Friday, October 28, 2011

31 Days of Horror: L'arcano Incantatore

1996, Pupi Avati (prolific italian director) -- cinema

This italian horror movie was my birthday gift to myself, having learned about the Guillermo del Toro presentation last month during a viewing of Mimic that he hosted.  I know nothing about the director and only know a few cheesy 60s-70s Italian horror movies. But with Guillermo recommending and hosting the night, I was in.  I have to say that I only slightly got what I expected but it was still worth the night, especially being my first visit to the Bell TIFF Lightbox, quite the venue for those that love film.

Pupi Avati is a renowned Italian director studied by critics and film students.
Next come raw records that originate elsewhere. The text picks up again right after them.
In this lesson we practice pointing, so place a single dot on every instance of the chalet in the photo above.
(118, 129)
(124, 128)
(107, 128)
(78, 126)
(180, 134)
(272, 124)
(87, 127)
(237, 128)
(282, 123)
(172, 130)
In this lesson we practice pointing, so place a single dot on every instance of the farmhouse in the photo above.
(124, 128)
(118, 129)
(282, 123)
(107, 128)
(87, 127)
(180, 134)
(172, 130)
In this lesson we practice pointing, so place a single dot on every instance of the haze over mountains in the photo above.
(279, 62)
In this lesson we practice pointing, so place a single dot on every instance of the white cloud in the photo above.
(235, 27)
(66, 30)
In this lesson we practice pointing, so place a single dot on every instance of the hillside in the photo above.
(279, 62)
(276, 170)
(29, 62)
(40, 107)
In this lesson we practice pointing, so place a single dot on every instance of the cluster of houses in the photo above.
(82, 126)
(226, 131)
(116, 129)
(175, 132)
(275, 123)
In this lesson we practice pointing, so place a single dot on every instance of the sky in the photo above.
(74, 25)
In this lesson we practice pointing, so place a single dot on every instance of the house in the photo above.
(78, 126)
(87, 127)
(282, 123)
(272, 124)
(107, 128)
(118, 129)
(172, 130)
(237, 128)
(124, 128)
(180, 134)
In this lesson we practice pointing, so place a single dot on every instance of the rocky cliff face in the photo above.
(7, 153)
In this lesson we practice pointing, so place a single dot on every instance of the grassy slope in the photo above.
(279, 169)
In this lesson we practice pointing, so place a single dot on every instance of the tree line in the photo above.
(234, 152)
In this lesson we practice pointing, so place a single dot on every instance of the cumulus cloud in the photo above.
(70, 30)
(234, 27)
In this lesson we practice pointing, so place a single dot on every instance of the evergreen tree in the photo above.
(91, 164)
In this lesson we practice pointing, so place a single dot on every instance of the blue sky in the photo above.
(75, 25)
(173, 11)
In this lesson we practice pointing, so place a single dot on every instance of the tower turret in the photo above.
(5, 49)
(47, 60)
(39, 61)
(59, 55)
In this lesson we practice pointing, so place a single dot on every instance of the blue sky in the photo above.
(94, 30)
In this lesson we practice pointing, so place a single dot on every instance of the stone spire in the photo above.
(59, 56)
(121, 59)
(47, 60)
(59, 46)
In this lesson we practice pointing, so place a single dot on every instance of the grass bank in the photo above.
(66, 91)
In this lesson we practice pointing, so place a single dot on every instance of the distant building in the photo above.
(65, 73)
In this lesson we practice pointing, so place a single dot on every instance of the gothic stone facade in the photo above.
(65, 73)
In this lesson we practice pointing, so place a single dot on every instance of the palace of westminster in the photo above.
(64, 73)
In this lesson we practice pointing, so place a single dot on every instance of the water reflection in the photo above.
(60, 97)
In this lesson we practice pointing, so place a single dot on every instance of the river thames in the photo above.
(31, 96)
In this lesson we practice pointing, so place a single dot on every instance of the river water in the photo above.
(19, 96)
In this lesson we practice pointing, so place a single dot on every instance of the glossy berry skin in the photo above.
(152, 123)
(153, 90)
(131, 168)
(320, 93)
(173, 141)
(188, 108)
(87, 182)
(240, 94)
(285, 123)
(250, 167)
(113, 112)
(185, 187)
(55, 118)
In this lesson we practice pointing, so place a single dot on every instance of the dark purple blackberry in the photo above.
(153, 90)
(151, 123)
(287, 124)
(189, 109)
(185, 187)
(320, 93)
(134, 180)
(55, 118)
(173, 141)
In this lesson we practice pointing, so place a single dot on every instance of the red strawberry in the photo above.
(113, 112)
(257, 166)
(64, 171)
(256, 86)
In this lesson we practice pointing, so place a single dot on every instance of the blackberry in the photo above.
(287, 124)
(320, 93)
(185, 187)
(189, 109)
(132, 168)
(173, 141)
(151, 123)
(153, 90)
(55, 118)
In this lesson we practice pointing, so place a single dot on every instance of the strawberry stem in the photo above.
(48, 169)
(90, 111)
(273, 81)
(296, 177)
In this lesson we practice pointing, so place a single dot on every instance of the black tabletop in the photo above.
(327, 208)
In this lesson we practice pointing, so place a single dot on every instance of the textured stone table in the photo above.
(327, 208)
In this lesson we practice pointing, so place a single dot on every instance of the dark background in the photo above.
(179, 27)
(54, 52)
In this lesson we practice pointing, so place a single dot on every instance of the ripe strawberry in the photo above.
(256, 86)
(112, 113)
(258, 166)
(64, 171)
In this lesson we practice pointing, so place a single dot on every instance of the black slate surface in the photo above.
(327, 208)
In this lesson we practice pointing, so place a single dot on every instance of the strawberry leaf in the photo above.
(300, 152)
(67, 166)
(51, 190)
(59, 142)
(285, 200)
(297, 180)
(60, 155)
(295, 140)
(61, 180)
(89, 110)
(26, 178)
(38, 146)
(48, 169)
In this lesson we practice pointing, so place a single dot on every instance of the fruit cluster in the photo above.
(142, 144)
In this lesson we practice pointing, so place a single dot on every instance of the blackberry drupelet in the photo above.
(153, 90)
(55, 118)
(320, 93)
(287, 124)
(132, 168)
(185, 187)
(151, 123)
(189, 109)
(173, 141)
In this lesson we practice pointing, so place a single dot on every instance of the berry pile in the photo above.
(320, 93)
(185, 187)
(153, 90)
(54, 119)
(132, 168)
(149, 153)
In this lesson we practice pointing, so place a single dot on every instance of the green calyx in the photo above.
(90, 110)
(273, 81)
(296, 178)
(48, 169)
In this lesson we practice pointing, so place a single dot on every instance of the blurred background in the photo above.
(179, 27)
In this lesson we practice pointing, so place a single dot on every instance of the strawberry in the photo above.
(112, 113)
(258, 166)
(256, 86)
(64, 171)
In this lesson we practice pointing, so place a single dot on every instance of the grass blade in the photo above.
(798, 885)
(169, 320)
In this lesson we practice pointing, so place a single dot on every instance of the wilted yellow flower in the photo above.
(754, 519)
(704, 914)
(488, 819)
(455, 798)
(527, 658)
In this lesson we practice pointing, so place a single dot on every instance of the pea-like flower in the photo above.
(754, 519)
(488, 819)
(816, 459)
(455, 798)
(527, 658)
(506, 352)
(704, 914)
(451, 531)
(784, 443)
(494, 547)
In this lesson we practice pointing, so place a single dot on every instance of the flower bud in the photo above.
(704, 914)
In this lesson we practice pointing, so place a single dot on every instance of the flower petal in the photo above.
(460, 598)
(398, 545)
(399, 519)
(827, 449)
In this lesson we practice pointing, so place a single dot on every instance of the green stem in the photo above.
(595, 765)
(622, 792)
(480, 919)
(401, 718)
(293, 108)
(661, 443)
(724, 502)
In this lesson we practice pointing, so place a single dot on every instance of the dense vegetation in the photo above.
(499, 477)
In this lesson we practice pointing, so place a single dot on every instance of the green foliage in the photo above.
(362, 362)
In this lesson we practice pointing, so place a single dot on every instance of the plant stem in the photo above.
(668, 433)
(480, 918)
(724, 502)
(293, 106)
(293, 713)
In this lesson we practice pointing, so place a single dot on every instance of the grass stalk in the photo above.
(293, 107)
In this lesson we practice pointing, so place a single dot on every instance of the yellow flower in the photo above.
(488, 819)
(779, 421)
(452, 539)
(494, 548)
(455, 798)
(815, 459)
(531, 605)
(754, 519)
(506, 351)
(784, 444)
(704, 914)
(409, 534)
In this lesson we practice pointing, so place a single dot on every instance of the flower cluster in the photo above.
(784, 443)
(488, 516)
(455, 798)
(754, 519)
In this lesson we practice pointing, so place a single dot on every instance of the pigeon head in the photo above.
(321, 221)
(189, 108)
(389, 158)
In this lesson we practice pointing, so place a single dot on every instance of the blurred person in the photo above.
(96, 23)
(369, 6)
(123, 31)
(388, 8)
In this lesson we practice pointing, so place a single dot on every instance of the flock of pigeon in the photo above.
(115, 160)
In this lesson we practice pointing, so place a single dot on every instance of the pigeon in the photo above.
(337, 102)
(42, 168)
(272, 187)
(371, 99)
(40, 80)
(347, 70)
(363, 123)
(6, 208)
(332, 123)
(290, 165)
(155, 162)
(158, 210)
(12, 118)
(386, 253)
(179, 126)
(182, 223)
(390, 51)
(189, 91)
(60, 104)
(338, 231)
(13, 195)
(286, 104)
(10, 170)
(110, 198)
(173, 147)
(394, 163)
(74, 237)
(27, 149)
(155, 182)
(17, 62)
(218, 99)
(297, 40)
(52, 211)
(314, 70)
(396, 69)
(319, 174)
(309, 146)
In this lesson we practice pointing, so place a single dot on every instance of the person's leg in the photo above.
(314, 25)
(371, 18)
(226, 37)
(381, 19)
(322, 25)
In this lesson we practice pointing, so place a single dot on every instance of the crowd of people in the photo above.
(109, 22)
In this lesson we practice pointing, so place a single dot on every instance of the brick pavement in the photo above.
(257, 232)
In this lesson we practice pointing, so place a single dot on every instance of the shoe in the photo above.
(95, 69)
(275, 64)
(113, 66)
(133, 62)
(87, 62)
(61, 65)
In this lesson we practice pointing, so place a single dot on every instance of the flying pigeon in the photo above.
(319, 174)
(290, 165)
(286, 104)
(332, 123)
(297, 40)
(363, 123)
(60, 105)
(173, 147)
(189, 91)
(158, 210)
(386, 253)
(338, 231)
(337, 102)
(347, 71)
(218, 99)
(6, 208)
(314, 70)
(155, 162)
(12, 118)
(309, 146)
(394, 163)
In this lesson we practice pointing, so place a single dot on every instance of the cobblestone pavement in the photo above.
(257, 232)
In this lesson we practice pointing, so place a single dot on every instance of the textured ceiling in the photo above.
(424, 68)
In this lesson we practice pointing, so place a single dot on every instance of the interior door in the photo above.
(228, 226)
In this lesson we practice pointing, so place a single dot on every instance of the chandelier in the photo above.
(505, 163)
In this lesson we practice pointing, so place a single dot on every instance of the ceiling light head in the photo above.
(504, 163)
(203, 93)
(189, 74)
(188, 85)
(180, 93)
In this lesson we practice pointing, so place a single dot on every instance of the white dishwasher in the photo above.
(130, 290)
I admit, I am not of that ilk as I don't see movies from the construction point of view but from the enjoyment factor. Oh, I am more of a film snob than the average multiplex watcher but I still see movies for their story, acting and cinematography and rarely study anything to do with their screenwriters, directors or their place in the whole art & business.  Also, Avati is not widely released on DVD in North America and his films tend to stick to the small film fest circuit, so I am not surprised I never heard of him. In his horror films he tends to go for a classic or gothic style with lots of religious overtones.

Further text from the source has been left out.